I'd put cyl #4 in TDC and remove the valve springs of both of them, put a O-ring in the retainer groove or zip-tie on the end of both valve stems and lower the piston.
Now you can move the valves by hand to confirm they are tight or not, they should slide freely without any binding.
If you can, check the valve spring load at the seated height and confirm they are in spec.
Once back together do a cylinder pressure test to confirm the valves are not bend and seal good against the seat. (in case they took a hit of the piston)
 
wouldn't it be pretty odd to have 2 bend at the same time? especially on the same cylinder?
 
Excessive deposits, low cylinder pressure.....head gasket ==> coolant leak causing corrosion?

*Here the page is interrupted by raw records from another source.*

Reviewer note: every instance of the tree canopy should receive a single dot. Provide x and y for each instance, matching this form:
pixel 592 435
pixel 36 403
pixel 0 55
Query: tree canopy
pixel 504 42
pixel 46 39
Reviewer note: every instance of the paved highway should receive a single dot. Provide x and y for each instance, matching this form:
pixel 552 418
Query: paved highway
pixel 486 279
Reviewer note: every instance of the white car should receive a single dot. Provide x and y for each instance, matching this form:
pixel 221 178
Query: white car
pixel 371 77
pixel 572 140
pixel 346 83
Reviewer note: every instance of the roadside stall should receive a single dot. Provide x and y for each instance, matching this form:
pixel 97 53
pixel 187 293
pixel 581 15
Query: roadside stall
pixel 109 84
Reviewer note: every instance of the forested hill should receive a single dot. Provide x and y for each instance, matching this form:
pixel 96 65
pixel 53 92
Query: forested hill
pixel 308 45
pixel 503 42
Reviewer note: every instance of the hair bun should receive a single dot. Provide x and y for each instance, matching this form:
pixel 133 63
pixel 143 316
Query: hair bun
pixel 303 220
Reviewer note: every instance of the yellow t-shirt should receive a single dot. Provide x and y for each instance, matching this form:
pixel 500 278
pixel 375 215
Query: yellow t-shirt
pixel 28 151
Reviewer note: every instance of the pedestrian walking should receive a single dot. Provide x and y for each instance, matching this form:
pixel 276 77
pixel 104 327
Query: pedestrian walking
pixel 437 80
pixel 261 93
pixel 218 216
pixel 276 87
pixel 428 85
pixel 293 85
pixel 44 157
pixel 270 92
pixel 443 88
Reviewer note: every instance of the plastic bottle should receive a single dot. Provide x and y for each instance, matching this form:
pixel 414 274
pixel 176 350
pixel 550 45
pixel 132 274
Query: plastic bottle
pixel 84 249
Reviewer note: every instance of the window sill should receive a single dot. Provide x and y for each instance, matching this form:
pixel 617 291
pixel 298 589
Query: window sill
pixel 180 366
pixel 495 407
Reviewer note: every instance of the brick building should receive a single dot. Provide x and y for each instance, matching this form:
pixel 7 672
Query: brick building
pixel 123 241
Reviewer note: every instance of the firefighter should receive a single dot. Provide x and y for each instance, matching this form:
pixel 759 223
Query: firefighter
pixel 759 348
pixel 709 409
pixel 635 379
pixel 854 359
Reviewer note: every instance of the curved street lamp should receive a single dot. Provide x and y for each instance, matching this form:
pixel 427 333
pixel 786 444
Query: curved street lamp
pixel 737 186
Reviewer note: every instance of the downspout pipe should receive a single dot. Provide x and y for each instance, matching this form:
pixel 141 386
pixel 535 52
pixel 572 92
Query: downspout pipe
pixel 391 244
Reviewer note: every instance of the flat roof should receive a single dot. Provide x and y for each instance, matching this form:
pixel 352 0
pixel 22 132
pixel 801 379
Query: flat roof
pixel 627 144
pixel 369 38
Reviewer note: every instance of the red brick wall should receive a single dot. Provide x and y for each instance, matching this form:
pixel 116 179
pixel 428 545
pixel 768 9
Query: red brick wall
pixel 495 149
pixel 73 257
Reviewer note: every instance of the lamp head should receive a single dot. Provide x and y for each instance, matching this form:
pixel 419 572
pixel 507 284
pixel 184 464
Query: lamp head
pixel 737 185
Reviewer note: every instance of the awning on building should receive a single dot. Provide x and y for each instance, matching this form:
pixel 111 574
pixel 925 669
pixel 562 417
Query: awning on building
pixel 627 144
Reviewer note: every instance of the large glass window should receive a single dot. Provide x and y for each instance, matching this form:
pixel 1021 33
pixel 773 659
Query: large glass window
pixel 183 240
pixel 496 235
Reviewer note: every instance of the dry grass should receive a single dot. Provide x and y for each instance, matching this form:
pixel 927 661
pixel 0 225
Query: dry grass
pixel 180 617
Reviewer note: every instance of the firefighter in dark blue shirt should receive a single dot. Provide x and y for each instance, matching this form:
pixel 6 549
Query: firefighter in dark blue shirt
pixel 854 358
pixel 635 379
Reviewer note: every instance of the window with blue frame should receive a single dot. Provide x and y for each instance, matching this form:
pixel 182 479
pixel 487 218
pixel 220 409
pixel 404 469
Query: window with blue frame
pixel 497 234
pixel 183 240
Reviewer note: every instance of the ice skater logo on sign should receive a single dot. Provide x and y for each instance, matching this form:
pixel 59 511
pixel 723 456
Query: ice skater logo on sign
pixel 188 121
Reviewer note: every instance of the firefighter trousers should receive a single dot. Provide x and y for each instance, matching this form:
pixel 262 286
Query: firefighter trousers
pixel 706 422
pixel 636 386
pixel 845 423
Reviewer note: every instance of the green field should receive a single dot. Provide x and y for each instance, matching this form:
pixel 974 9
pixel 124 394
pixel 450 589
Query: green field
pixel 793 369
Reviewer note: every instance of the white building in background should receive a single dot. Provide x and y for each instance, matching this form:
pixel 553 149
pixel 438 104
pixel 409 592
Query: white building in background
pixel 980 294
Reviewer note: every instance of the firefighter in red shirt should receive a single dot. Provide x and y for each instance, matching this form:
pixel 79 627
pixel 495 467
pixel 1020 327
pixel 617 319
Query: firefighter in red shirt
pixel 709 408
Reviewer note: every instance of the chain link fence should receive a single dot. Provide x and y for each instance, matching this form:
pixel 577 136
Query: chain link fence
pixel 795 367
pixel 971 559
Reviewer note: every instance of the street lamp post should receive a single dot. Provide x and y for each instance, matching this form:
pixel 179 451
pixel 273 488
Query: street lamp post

Knowing cylinder pressure and/or leak off test will give some confirmation of what to consider as a cause.
 
Pulled the intake and valley pan, pulled the rockers and checked each valve with a lever type spring compressor modified with a bridge to actuate the valve, not just the keeper and spring none felt "sticky", they all came off the seat and felt to re-seat just fine. put the rocker shaft back with new pushrods and turned over manually and then with the starter, all of the valve train looked to be working smoothly. I don't have leak down gauges, but with air to the cylinder, didn't hear any leaks. the good news, with the lifters back in the bores, I'm now back to 80psi of oil pressure with the drill and priming shaft, hit's 40 just turning over with the starter. but I'd really like to understand why both ex and int pushrods on one cylinder bent before I put everything back together
 
#4 is a middle cyl. I have often seen the exhaust v/springs on the two centre cyls shorter [ free length ] than the outer cyls on high mileage engines. Large concentration of heat there softens the spring. Refer to post #8.